Blake1757

コッポラの胡蝶の夢のBlake1757のレビュー・感想・評価

コッポラの胡蝶の夢(2007年製作の映画)
3.5
夢幻的な映画世界にどっぷりと浸れるという意味で優れた映画だとは感じたが、ストーリーがあちこちで(場所と時代の移り変わりで)分断される感があって、コッポラは敢えて(おそらく夢と現実の区別をあいまいにして両者を混濁させるように)そういう展開にしたのだろうけれど、それを「夢幻的な(またはナイトメアのような)映画世界」と受け入れることもできる反面、前半と後半では別の映画のようにも感じられた。
僕としては後半のヴェロニカが登場するあたりから、物語として(良い意味でのメロドラマとして)ぐんぐん面白くなったし、海岸の岩場で二人が波をかぶるシーンの美しさには息をのんだ。ただ、逆に言えば、前半の「ナチスに追われる」辺りまでは、そこまで映画的なダイナミズムを感じなかったのも正直なところ。勝手ながら、後半に絞ったシナリオにしたほうが良い映画になったんではという気もする。
老練な映画作家にとっての、時間とは何かといった哲学的な命題であるとか輪廻転生のような時空を超えた生だとかについての思考が渦巻いているのだろうというのは感じたもの、浅学な僕には受け止めきれなかった。
最後の「3本目の薔薇は」、手向けの花だったのだろうか。

〈追記〉
「薔薇」について、気になってDVDを見返したのだが、1本目と2本目のシーンでは、分身が「形而上的な論争において経験上の証拠は何も価値がない。

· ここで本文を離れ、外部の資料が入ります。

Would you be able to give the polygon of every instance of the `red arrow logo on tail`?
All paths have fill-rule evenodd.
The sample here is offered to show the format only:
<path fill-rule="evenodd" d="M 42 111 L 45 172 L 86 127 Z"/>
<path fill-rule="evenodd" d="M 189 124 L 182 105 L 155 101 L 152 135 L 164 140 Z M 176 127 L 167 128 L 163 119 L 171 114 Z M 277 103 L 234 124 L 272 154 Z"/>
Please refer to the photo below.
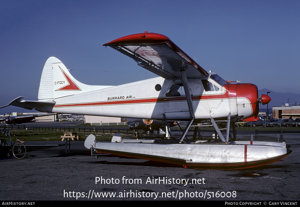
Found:
<path fill-rule="evenodd" d="M 60 88 L 59 88 L 57 90 L 56 90 L 56 91 L 81 91 L 81 89 L 79 88 L 79 87 L 77 86 L 77 85 L 76 85 L 75 83 L 73 82 L 70 77 L 68 76 L 68 75 L 67 75 L 66 73 L 64 72 L 64 71 L 62 70 L 62 69 L 58 66 L 59 67 L 59 68 L 62 71 L 62 74 L 64 74 L 64 77 L 66 78 L 66 79 L 67 79 L 67 81 L 68 82 L 68 84 L 67 85 L 63 86 Z"/>

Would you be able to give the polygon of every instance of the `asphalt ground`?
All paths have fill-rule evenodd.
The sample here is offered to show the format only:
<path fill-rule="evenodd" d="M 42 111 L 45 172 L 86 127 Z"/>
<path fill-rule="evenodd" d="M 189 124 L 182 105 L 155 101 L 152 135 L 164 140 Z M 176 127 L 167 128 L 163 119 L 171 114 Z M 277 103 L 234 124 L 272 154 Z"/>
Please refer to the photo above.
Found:
<path fill-rule="evenodd" d="M 0 200 L 298 201 L 300 145 L 290 149 L 279 161 L 234 170 L 110 155 L 3 159 Z"/>

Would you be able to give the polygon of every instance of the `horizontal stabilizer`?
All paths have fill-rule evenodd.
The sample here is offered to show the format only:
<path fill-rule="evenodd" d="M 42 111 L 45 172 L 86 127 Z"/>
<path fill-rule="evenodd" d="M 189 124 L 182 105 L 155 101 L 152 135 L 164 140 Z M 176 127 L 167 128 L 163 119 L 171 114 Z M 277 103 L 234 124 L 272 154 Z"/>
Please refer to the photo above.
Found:
<path fill-rule="evenodd" d="M 8 104 L 8 106 L 14 106 L 23 108 L 26 109 L 32 110 L 32 109 L 36 109 L 37 108 L 40 109 L 41 108 L 45 108 L 47 106 L 52 107 L 55 104 L 55 102 L 53 101 L 40 101 L 21 100 L 24 97 L 24 96 L 21 96 L 17 98 Z M 40 110 L 38 110 L 40 111 L 43 111 Z"/>

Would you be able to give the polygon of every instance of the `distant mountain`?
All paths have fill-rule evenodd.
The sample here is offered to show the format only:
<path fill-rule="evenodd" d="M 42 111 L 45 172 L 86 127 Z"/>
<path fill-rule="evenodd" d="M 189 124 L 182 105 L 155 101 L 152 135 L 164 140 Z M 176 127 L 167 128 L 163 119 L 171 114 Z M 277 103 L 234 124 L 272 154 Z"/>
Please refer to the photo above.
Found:
<path fill-rule="evenodd" d="M 269 108 L 272 107 L 280 107 L 285 106 L 288 103 L 288 99 L 289 105 L 299 105 L 300 103 L 300 94 L 292 93 L 277 93 L 272 91 L 263 88 L 258 90 L 258 95 L 260 96 L 262 94 L 266 95 L 267 92 L 271 92 L 268 95 L 271 98 L 271 101 L 269 103 Z M 260 105 L 260 108 L 267 108 L 267 105 Z"/>

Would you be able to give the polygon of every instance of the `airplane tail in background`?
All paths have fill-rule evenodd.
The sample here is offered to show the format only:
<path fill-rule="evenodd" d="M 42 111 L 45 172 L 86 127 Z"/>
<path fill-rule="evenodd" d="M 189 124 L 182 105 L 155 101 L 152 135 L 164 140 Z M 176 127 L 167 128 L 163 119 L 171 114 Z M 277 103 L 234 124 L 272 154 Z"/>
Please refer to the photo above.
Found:
<path fill-rule="evenodd" d="M 71 75 L 61 61 L 51 57 L 43 70 L 38 98 L 39 100 L 47 100 L 110 87 L 82 83 Z"/>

君はうれしくないか? ―切りたての新鮮なバラ(few fresh roses)をもらったら」と問いかけている。
3本目については、「3本目は? 3本目のバラはどこに置く?」という問いかけが女性の声で囁かれていた。声の質だけでは聞き分けられないのだが、あの声はヴェロニカかまたはローラの声なのだろう。
解釈はいくつか可能だろうが、最初のシーンでドミニクが「バラは好きだ」と答えていることからも、薔薇は彼にとっての「価値(歓びや褒章)」なのだとすると、あの3本目はヴェロニカからドミニクへの手向けなのだろうな。